Recall that $L^{1}(\mathbb{R})$ is defined as the completion of the Riemann integrable functions on the real line with respect to the norm $||f|| = \int |f|$.
Let $h_n(x)$ be the real-valued functions which is equal to $0$ on $[0, 1-\frac{1}{2^n})$, $1$ on $[1-\frac{1}{2^n}, 1)$ and periodic with period $1$. Let $\chi_{[0,1]}$ be the characteristic function of the interval $[0,1]$.
Show that the infinite series $$ f(x) := \sum_{n=1}^\infty h_n (2^{n(n-1)/2} x) \chi_{[0,1]}(x) $$ can be regarded as a limit of a Cauchy sequence in $L^{1}(\mathbb{R})$.
My attempt: It seems to be helpful to calculate $||h_n (2^{n(n-1)/2} x) \chi_{[0,1]}(x)||$ first.

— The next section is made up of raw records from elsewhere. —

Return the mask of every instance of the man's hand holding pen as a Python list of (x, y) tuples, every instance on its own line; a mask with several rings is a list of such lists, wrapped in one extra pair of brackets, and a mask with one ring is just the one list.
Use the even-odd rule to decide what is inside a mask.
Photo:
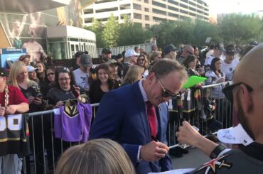
[(161, 142), (158, 141), (157, 138), (151, 137), (154, 141), (141, 146), (140, 158), (146, 161), (159, 161), (165, 157), (169, 151), (169, 148)]

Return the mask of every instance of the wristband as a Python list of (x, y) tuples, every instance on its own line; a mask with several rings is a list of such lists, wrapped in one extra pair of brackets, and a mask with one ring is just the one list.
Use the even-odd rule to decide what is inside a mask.
[(216, 158), (218, 155), (224, 151), (225, 148), (227, 148), (224, 145), (222, 144), (219, 144), (218, 146), (216, 146), (214, 150), (213, 150), (211, 154), (210, 155), (210, 158), (211, 159), (215, 159)]

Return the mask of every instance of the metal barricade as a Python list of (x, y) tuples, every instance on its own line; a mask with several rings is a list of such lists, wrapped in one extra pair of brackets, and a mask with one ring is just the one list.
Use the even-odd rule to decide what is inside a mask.
[(232, 104), (222, 93), (227, 84), (223, 82), (187, 89), (179, 97), (169, 101), (168, 146), (178, 146), (175, 135), (185, 120), (198, 128), (203, 136), (215, 134), (218, 129), (232, 126)]
[[(91, 104), (92, 116), (99, 104)], [(54, 137), (53, 110), (29, 113), (31, 154), (23, 158), (23, 173), (53, 173), (56, 162), (68, 148), (81, 142), (66, 142)]]
[[(232, 106), (220, 92), (222, 85), (225, 85), (203, 86), (199, 93), (194, 90), (188, 90), (184, 93), (183, 99), (180, 98), (181, 103), (178, 99), (173, 99), (168, 103), (170, 120), (167, 139), (169, 146), (178, 146), (175, 134), (183, 120), (188, 120), (192, 125), (199, 128), (203, 135), (213, 134), (220, 128), (232, 126)], [(193, 101), (193, 99), (195, 101)], [(213, 109), (213, 99), (215, 109)], [(99, 104), (91, 104), (93, 116), (96, 114), (96, 107)], [(187, 107), (187, 109), (183, 107)], [(211, 109), (210, 112), (205, 111), (209, 108)], [(60, 156), (68, 148), (80, 143), (65, 142), (54, 137), (53, 114), (53, 110), (29, 113), (31, 155), (24, 158), (24, 173), (54, 173)], [(213, 118), (210, 118), (211, 116)]]

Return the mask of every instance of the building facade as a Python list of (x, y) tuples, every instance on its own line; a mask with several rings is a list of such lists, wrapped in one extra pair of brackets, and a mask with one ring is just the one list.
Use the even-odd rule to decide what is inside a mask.
[(1, 0), (0, 48), (26, 48), (32, 62), (48, 55), (70, 59), (78, 50), (97, 58), (95, 35), (81, 19), (82, 8), (94, 1)]
[(127, 15), (146, 28), (166, 20), (209, 21), (208, 6), (203, 0), (97, 0), (82, 10), (82, 23), (91, 26), (93, 18), (104, 23), (111, 13), (119, 23)]

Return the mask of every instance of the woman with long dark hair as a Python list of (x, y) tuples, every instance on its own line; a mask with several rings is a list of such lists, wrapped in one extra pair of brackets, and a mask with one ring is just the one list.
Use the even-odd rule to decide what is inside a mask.
[(106, 63), (97, 67), (97, 77), (90, 85), (90, 103), (100, 103), (106, 92), (119, 87), (118, 82), (113, 77), (112, 68)]

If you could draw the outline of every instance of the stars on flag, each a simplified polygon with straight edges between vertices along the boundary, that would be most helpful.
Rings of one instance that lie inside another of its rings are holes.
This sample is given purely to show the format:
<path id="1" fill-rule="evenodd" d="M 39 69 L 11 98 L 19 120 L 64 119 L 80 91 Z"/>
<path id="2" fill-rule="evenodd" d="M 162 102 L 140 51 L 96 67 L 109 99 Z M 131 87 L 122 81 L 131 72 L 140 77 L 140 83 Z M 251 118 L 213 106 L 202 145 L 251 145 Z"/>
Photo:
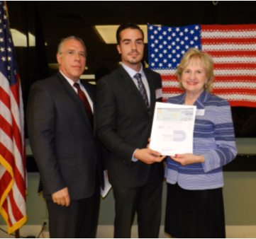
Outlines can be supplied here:
<path id="1" fill-rule="evenodd" d="M 170 28 L 148 25 L 149 65 L 152 69 L 177 69 L 191 47 L 201 49 L 199 25 Z"/>

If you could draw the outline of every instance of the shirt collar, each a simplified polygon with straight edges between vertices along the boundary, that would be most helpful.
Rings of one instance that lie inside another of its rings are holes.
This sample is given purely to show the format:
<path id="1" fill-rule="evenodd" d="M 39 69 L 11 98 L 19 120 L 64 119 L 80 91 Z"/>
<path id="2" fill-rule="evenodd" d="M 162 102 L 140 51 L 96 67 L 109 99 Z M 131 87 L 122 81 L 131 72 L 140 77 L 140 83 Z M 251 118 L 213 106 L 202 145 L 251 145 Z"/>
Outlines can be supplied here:
<path id="1" fill-rule="evenodd" d="M 60 71 L 60 72 L 61 74 L 64 76 L 64 78 L 67 80 L 67 81 L 70 84 L 70 86 L 71 86 L 72 87 L 74 87 L 74 83 L 78 83 L 81 86 L 80 79 L 79 79 L 77 82 L 74 82 L 74 81 L 72 81 L 71 78 L 68 78 L 66 75 L 65 75 L 63 72 L 62 72 L 61 71 Z"/>
<path id="2" fill-rule="evenodd" d="M 185 103 L 185 95 L 186 92 L 181 95 L 182 97 L 179 101 L 177 102 L 177 104 L 184 105 Z M 196 105 L 197 109 L 204 109 L 205 103 L 208 101 L 210 96 L 210 93 L 208 93 L 206 91 L 204 91 L 198 97 L 196 102 L 194 103 L 194 105 Z"/>
<path id="3" fill-rule="evenodd" d="M 133 78 L 134 76 L 135 76 L 137 73 L 140 73 L 142 76 L 145 77 L 145 73 L 144 73 L 144 71 L 143 71 L 143 65 L 141 65 L 140 70 L 140 71 L 138 71 L 138 72 L 137 72 L 136 71 L 133 70 L 133 69 L 131 69 L 130 67 L 126 66 L 126 65 L 124 64 L 123 63 L 121 64 L 121 66 L 122 66 L 124 68 L 124 69 L 127 71 L 127 73 L 129 74 L 129 76 L 130 76 L 130 78 Z"/>

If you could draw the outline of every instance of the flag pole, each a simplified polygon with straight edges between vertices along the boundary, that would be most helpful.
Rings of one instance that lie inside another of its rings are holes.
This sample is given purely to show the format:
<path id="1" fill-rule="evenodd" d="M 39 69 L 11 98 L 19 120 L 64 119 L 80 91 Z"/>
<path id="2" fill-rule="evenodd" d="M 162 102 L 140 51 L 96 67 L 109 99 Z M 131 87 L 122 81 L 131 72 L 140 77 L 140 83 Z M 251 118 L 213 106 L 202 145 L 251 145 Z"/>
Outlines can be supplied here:
<path id="1" fill-rule="evenodd" d="M 15 231 L 15 238 L 20 238 L 20 229 Z"/>

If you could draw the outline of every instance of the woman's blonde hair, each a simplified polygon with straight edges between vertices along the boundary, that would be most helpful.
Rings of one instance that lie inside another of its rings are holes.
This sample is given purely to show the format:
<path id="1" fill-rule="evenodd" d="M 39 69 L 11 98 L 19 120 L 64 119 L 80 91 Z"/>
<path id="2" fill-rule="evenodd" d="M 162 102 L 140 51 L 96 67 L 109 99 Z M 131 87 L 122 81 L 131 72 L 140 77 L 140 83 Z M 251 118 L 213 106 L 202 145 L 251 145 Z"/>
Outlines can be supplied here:
<path id="1" fill-rule="evenodd" d="M 213 91 L 214 81 L 213 60 L 208 54 L 201 52 L 196 48 L 190 48 L 184 54 L 177 69 L 176 74 L 178 76 L 179 88 L 182 91 L 184 90 L 182 83 L 182 75 L 184 69 L 187 66 L 191 59 L 201 60 L 207 76 L 207 82 L 204 86 L 204 88 L 206 92 L 211 93 Z"/>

$$ ||h_n (2^{n(n-1)/2} x) \chi_{[0,1]}(x)|| \\ = \int_{0}^{1} |h_n (2^{n(n-1)/2} x)| dx $$
Let $u = 2^{n(n-1)/2} x$, we have
$$ \int_{0}^{1} |h_n (2^{n(n-1)/2} x)| dx = 2^{-n(n-1)/2}\int_{0}^{2^{n(n-1)/2}}|h_n(u)|du $$
From the property of $h_n(x)$, I should have $\int_{0}^{1}h_n(x)dx = 1/2^n$. But I am stuck at how to proceed given this fact and also how do I know that $f(x)$ is the limit of some Cauchy sequence in $L^1(\mathbb{R})$ after I evaluated the norm.